Learn Python the hard way

Python is one of the most popular languages out there – more popular than Matlab by a factor of at least 10 – and it’s the language the vast majority people transitioning from Matlab will choose. There’s two basic strategies you can apply here:

  • Transfer learning (aka the easy way). You have things in Matlab you use every day – array operations, plotting, signal processing, etc. You learn to do the same thing in Python, perhaps with the aid of a cheatsheet. A lot of the Python data science API (numpy, scipy and matplotlib in particular) are very similar to Matlab. They were originally built to replicate functionality in Matlab. With this route, you’ll get moderately productive very fast.
  • Starting from scratch (aka the hard way). Learn the syntax, then do something you couldn’t do in Matlab, for example:
    • Learn algorithms and data structures
    • Make a GUI application (e.g. in PyQT)
    • Make a game
    • Make a dynamic website

My slightly controversial opinion is you’re better off starting from scratch. If you use the transfer learning method you will be less productive than you currently are for a long time. You will feel annoyed at your own incompetence ("why am I doing this to myself? I could do the same thing twice as fast!"). Furthermore, you will have a tendency of doing things the Matlab way (using matrices for everything, index chaining, avoiding for loops) that are error-prone and you shouldn’t be doing in a general purpose programming language.

By starting from scratch you will learn new things you couldn’t do before at all – you will feel like you have new powers. You can write a GUI! You can make dynamic visualizations! You can make games! You can do deep learning! Your day-to-day productivity won’t suffer because you’ll be learning new skills instead of relearning old ones poorly. You’ll end up being more productive in Python than you ever were in Matlab. You’ll write idiomatic code.

How long will it take to learn Python?

500 hours. Ok, that number is made up, but it’s probably not far from the truth. You can learn the syntax in a weekend. You can make your first significant project in a few days. However, proficiency comes with time. Don’t wait until 3 weeks before a technical interview to start learning. I’ve seen candidates do this, it’s not good. You’re better off asking for an interview in Matlab if you don’t have hundreds of hours of Python under your belt. Start today, keep at it every day (1-2 hours a day will suffice) and it will pay off.

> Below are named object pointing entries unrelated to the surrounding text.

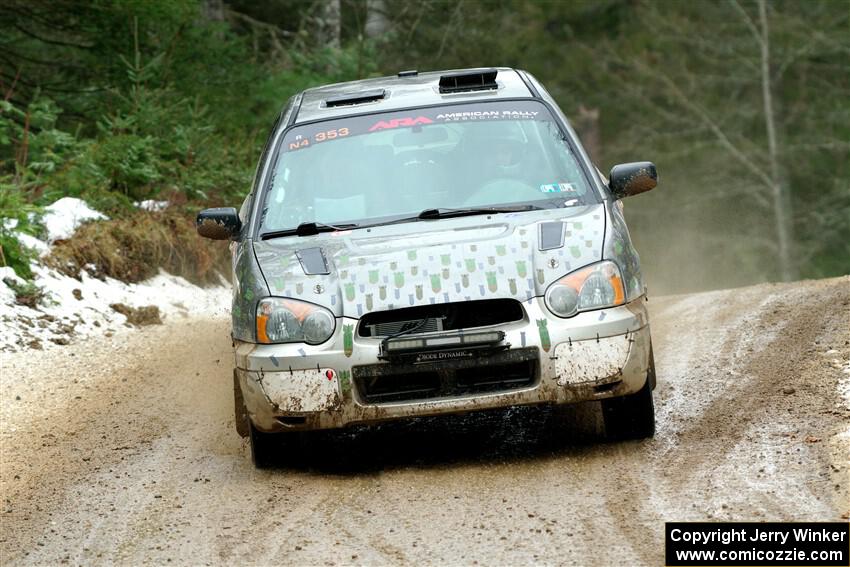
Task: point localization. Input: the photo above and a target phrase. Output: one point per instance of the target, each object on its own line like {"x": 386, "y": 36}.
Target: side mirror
{"x": 218, "y": 224}
{"x": 629, "y": 179}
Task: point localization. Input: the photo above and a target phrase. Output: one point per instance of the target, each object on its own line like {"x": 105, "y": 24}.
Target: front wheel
{"x": 266, "y": 448}
{"x": 632, "y": 416}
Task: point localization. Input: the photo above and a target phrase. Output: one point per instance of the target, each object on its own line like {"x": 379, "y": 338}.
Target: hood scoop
{"x": 551, "y": 235}
{"x": 313, "y": 261}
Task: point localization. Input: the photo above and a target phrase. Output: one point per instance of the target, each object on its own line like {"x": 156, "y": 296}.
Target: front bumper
{"x": 594, "y": 355}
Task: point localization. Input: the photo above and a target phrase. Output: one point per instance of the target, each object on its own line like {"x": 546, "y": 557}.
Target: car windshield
{"x": 380, "y": 167}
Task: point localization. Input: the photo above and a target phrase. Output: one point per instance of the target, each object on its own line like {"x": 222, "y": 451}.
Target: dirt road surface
{"x": 123, "y": 451}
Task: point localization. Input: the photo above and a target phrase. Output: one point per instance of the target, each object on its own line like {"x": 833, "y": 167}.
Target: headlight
{"x": 291, "y": 321}
{"x": 593, "y": 287}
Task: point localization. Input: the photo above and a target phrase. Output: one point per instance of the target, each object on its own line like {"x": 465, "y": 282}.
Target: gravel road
{"x": 123, "y": 451}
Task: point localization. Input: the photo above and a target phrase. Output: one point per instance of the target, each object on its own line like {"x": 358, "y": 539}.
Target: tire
{"x": 262, "y": 447}
{"x": 239, "y": 410}
{"x": 632, "y": 416}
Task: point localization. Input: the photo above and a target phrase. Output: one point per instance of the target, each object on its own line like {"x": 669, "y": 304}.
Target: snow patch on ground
{"x": 63, "y": 217}
{"x": 73, "y": 309}
{"x": 151, "y": 205}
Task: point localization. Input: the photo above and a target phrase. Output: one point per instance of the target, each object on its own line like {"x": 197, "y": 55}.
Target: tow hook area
{"x": 297, "y": 391}
{"x": 592, "y": 360}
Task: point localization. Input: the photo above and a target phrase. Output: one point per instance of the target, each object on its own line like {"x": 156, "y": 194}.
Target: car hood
{"x": 515, "y": 255}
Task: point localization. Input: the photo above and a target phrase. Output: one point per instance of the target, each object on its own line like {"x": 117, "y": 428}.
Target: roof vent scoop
{"x": 472, "y": 80}
{"x": 350, "y": 99}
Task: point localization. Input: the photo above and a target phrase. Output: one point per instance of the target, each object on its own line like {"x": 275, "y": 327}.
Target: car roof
{"x": 406, "y": 91}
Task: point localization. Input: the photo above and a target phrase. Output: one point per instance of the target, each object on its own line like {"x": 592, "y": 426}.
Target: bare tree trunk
{"x": 781, "y": 199}
{"x": 212, "y": 10}
{"x": 376, "y": 18}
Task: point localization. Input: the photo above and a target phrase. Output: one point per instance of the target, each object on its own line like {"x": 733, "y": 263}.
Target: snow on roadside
{"x": 151, "y": 205}
{"x": 63, "y": 217}
{"x": 78, "y": 308}
{"x": 74, "y": 308}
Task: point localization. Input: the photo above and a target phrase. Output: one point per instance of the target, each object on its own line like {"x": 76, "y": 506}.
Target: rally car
{"x": 432, "y": 243}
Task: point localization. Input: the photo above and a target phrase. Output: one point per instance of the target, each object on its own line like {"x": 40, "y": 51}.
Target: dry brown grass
{"x": 135, "y": 248}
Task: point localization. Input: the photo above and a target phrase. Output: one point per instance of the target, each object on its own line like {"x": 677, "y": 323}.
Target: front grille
{"x": 390, "y": 328}
{"x": 441, "y": 317}
{"x": 501, "y": 372}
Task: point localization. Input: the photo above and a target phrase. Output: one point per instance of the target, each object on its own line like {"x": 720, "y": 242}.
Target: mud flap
{"x": 240, "y": 412}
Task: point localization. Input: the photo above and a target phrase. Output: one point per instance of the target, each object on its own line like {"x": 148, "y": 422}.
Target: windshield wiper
{"x": 308, "y": 229}
{"x": 444, "y": 213}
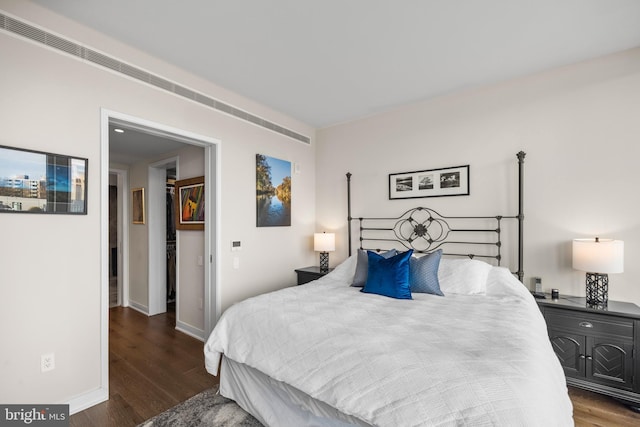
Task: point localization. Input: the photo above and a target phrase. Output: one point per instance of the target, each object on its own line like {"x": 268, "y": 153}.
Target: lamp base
{"x": 324, "y": 262}
{"x": 597, "y": 289}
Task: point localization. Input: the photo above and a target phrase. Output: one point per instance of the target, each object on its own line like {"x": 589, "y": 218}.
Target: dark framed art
{"x": 137, "y": 205}
{"x": 189, "y": 203}
{"x": 452, "y": 181}
{"x": 273, "y": 192}
{"x": 40, "y": 182}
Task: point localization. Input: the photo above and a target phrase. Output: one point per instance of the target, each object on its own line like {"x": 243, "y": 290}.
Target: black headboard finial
{"x": 349, "y": 210}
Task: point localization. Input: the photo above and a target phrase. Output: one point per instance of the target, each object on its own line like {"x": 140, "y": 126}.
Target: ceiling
{"x": 330, "y": 61}
{"x": 134, "y": 145}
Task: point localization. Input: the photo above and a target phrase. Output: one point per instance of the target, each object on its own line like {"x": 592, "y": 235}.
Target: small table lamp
{"x": 598, "y": 257}
{"x": 324, "y": 243}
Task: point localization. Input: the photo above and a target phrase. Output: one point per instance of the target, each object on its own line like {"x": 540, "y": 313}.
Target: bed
{"x": 469, "y": 348}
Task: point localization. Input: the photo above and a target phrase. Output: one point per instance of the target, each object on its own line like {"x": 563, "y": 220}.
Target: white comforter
{"x": 433, "y": 361}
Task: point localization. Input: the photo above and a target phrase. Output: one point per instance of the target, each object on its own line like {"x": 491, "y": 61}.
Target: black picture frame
{"x": 442, "y": 182}
{"x": 39, "y": 182}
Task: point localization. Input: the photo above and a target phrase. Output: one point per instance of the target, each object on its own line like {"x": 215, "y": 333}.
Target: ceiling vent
{"x": 36, "y": 34}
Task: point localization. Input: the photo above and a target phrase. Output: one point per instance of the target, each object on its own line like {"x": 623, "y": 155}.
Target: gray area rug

Why is Python so popular anyway?

Yoshua Bengio. Again, I’m halfway joking, but one of the biggest reasons people have moved away from Matlab was the adoption of Python for deep learning. It started with Theano, which came out of Bengio’s lab. It built on numpy, scipy, sklearn and jupyter, all of which predated the rise of deep learning. Then came Tensorflow. People at Google were already using Python; Guido van Rossum, creator of Python, was famously employed by Google at one point. Google needed a high-level language to iterate quickly on models; many of the people involved in Theano were involved in Tensorflow. Python made sense.

It could have landed another way. We might all be using Lua instead if Yann had prevailed over Yoshua! But combine industry pressure, lots of money, the education sector needing a good first language, and open source, and Python is a runaway success now. And it might change in the future. Maybe we’ll all be using Swift in the future. Or Rust. Or Julia (my personal favorite!). For now, Python is the language to learn.

I don’t even hate Matlab

I’ve used Matlab extensively. I’ve been deep enough to create my own mex files and using Java. I’ve created GUIs in GUIDE. I have created pretty big codebases and classes. I even coded up my own neural net framework which I never published.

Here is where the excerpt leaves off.